The study's objective was to provide national estimates of the percentage of energy drink consumers in the US by age group (adolescents, young adults, and middle-aged adults), as well as analyze trends in energy drink consumption between 2003 and 2016. The investigators also examined the differences in the prevalence of energy drink consumption by demographic characteristics (age category, sex, race/ethnicity, and educational attainment), and compared total caffeine intake between energy drink consumers and non-consumers.

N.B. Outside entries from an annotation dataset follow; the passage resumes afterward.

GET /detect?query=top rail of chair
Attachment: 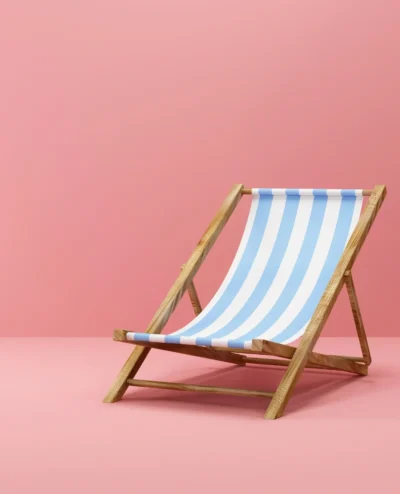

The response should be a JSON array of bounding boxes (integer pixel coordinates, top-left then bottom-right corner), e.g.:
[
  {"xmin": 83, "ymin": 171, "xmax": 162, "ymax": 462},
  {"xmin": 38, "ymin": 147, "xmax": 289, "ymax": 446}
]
[{"xmin": 242, "ymin": 188, "xmax": 373, "ymax": 197}]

The analysis used data from the National Health and Nutrition Examination Survey (NHANES), a repeated cross-sectional study that is representative of the American non-institutionalized population. The study sample included data for 2003-2016 from 9,911 adolescents, 12,103 young adults, and 11,245 middle-aged adults. Because it was necessary to pool data across the seven survey cycles to ensure a sufficient analytic sample, it was only possible to examine differences in the prevalence of energy drink consumption by sex, race/ethnicity, and educational attainment category for all years combined.
From 2003 to 2016, the prevalence of energy drink consumption on a typical day increased significantly for adolescents (0.2 percent to 1.4 percent); young adults (0.5 percent to 5.5 percent); and middle-aged adults (0.0 percent to 1.2 percent). Per capita consumption of energy drinks increased significantly from 2003 to 2016 only for young adults (1.1 to 9.7 calories). Pooled across years, energy drink consumers had significantly higher total caffeine intake compared with non-consumers for adolescents (227.0 mg vs 52.1 mg); young adults (278.7 mg vs 135.3 mg); and middle-aged adults (348.8 mg vs 219.0 mg).
Notably, middle-aged Mexican Americans and young adults with low educational attainment were found to have the highest prevalence of energy drink consumption. "This important finding signals the need for targeted policy and programmatic efforts among these groups," added Dr. Bleich.